Date of Award

12-2018

Document Type

Thesis

Degree Name

Master of Science (MS)

Department

Bioengineering

Committee Member

Jeremy Mercuri

Committee Member

Ken Webb

Committee Member

Brian Burnikel

Abstract

Osteoarthritis (OA) is a leading cause of disability and pain to patients worldwide, and is characterized by abnormal subchondral bone remodeling, such as sclerosis and osteophyte formation, synovial tissue inflammation, and the destruction of articular cartilage, with limited capability for intrinsic repair. Currently, only palliative options are available to help treat the debilitating effects of the disease as there are no therapies authorized to halt or prevent the progression of OA. Due to the destructive nature of OA and a lack of current treatment options, there is an urgent need to develop novel therapies to mitigate the progression of OA.

Stem cell-based regenerative strategies hold promising opportunities to provide enhanced therapeutic efficacy due to their increasingly investigated and reported ability to regulate inflammation in vitro. Our lab has previously shown, in an in-vitro explant co-culture study, that human perinatal amniotic membrane-derived stem cells (hAMSCs) demonstrated an enhanced chondro-protective effect compared human adipose-derived stem cells (hADSCs), which are commonly utilized in regenerative applications. To further our previous findings, the overall purpose of this research was to investigate and compare the therapeutic efficacy of these two stem cell sources in mitigation of OA in vivo. This was achieved by directly comparing hAMSCs to hADSCs via various histological and biochemical outcome measures as well as longitudinal fluorescent cell tracking ensuing direct intra-articular injection into a spontaneous OA model; the Dunkin Hartley Guinea Pig (DHGP).

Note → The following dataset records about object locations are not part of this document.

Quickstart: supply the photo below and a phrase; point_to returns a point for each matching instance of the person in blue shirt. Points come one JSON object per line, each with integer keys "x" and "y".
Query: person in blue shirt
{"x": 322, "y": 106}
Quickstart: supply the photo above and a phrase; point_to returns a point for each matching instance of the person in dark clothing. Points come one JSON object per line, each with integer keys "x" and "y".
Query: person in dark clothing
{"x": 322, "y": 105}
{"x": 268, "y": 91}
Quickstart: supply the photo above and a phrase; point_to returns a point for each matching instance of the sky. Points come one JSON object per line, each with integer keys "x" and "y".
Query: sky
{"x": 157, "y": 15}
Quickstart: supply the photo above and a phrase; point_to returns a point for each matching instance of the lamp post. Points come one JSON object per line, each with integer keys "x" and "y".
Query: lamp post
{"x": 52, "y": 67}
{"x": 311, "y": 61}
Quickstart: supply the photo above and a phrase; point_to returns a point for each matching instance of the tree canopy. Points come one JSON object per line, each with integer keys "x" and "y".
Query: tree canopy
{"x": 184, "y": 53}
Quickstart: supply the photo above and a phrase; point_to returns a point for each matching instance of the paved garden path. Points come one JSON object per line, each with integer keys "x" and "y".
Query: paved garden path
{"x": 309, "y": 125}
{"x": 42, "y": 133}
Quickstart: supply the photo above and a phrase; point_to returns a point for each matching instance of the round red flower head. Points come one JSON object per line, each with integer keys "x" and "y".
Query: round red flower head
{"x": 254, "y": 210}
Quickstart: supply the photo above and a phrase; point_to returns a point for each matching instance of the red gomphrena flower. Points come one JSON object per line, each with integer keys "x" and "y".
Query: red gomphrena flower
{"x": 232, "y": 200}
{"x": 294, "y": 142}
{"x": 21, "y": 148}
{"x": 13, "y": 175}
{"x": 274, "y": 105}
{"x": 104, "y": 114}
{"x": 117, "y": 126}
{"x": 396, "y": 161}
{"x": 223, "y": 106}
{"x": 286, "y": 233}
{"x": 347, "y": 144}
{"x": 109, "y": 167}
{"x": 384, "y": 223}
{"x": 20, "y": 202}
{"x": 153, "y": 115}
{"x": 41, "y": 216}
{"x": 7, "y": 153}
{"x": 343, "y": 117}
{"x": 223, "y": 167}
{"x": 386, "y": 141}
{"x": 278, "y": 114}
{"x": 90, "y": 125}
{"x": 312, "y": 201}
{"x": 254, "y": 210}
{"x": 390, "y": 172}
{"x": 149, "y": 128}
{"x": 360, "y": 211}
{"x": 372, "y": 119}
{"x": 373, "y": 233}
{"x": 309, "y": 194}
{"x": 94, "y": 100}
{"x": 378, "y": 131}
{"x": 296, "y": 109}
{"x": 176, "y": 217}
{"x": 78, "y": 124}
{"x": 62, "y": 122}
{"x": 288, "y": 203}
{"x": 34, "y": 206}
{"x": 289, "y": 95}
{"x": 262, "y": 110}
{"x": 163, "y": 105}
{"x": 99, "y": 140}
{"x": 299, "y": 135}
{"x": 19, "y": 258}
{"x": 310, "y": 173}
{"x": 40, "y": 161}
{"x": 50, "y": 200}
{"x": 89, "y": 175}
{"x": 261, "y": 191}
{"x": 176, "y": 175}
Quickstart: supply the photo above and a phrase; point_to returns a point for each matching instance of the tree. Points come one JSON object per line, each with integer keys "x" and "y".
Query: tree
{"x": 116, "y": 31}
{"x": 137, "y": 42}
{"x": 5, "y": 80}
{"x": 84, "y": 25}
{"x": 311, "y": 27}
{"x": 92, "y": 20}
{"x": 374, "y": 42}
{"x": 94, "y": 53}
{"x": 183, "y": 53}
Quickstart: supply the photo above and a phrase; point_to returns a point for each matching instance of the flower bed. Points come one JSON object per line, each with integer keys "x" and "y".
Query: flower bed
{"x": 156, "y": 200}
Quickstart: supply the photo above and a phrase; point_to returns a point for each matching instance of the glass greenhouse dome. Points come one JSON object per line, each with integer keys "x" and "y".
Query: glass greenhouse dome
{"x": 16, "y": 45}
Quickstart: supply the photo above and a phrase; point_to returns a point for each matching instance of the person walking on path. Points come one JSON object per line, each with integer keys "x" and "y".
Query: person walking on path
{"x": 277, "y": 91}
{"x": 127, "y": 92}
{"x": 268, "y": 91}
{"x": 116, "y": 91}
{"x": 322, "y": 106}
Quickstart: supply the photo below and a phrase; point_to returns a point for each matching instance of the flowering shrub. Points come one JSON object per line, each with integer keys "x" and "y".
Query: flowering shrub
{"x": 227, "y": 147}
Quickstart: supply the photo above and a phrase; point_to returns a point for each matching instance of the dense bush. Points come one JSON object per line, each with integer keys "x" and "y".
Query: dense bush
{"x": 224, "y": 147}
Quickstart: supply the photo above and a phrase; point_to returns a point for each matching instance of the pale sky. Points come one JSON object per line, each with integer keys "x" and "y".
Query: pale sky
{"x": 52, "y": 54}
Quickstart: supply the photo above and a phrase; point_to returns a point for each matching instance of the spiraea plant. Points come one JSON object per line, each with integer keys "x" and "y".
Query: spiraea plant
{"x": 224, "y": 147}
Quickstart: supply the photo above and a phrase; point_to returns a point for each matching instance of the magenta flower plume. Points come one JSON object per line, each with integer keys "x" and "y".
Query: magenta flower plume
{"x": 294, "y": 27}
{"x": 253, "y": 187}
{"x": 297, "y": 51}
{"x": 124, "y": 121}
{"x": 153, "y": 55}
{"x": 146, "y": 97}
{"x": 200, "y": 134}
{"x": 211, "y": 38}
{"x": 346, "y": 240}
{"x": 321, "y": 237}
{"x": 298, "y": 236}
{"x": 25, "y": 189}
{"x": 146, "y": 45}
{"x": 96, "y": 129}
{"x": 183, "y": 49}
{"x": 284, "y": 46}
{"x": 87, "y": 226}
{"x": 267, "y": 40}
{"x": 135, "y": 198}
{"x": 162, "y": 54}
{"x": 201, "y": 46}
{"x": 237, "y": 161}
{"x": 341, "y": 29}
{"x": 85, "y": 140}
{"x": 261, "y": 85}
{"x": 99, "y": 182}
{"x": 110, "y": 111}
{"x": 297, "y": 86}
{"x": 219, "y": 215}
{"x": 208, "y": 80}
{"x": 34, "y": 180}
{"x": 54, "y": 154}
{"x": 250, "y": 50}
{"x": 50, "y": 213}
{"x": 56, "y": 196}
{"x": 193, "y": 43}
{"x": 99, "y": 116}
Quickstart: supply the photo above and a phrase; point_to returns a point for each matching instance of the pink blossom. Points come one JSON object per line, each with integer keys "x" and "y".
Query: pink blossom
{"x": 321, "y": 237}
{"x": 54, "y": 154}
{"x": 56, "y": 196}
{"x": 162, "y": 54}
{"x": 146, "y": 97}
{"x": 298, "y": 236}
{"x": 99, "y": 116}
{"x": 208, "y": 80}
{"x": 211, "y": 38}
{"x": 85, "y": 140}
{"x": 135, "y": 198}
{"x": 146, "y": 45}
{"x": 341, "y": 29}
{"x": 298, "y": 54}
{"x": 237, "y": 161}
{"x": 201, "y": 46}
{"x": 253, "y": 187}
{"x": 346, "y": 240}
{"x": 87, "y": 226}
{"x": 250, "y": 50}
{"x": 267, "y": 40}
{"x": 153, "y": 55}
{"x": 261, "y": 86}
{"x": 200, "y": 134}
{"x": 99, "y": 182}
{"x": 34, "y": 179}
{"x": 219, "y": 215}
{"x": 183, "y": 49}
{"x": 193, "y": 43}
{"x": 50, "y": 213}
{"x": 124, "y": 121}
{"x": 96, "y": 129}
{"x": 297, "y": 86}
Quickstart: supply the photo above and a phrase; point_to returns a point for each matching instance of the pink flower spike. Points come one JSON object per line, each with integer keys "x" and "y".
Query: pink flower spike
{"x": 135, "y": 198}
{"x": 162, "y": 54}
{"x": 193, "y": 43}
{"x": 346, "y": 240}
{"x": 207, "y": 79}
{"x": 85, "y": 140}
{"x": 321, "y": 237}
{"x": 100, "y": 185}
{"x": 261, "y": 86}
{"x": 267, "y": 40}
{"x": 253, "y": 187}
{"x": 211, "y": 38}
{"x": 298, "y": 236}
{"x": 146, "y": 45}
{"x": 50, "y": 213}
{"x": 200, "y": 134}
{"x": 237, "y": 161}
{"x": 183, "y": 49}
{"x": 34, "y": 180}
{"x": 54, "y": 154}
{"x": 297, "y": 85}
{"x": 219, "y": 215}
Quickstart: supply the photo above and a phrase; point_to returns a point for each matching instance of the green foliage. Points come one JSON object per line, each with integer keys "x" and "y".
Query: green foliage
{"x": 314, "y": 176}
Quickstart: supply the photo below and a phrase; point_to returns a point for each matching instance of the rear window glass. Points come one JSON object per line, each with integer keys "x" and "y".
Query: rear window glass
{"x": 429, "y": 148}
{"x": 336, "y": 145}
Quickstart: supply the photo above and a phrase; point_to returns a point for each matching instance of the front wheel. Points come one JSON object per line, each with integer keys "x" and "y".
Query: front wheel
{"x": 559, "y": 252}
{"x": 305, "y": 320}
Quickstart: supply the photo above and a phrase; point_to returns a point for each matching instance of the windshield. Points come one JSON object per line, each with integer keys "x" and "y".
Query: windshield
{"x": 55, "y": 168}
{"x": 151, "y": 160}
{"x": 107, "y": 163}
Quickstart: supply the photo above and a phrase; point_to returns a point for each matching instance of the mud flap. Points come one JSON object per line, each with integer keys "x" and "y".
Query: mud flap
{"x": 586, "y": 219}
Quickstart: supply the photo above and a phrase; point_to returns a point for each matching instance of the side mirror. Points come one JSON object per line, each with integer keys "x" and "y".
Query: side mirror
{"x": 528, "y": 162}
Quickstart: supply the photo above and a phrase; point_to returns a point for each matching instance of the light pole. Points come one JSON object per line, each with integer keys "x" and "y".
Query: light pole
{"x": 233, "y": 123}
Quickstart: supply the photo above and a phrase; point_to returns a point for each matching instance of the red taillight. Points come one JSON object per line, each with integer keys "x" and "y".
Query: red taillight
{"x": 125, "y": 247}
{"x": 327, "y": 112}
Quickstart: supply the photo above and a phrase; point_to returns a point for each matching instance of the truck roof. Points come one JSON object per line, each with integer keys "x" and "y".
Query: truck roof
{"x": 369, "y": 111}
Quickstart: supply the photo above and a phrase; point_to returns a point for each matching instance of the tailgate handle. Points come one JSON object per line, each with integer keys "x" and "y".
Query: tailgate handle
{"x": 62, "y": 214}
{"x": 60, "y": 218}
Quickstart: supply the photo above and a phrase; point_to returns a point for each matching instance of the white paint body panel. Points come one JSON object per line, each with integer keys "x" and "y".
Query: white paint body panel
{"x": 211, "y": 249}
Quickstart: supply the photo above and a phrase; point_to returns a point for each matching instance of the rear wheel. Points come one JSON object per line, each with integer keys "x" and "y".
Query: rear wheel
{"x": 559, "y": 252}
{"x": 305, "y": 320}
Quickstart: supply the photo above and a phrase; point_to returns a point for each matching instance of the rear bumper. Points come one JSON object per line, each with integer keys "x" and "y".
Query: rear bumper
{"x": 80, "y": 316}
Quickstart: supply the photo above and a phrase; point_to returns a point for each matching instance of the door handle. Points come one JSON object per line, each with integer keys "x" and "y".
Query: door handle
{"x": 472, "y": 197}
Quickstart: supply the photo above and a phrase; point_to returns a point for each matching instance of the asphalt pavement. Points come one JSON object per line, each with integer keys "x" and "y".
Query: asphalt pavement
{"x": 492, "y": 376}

Results indicate that the DHGP serves as a validated spontaneous OA model while histological trends demonstrated that use of stem cell treatments mitigated cartilage degradation in comparison to non-stem cell treated groups. However, it was observed that both stem cell sources did not provide a significant therapeutic effect in vivo as results revealed a limited residence time and lack of tissue engraftment of hAMSCs and hADSCs following injection. Altogether, these findings highlight the current limitations of stem cell-based therapy once indicated in a complex, pathological environment. Therefore, further investigations are warranted to evaluate the therapeutic capabilities of stem cells following transplantation in in vivo models of OA.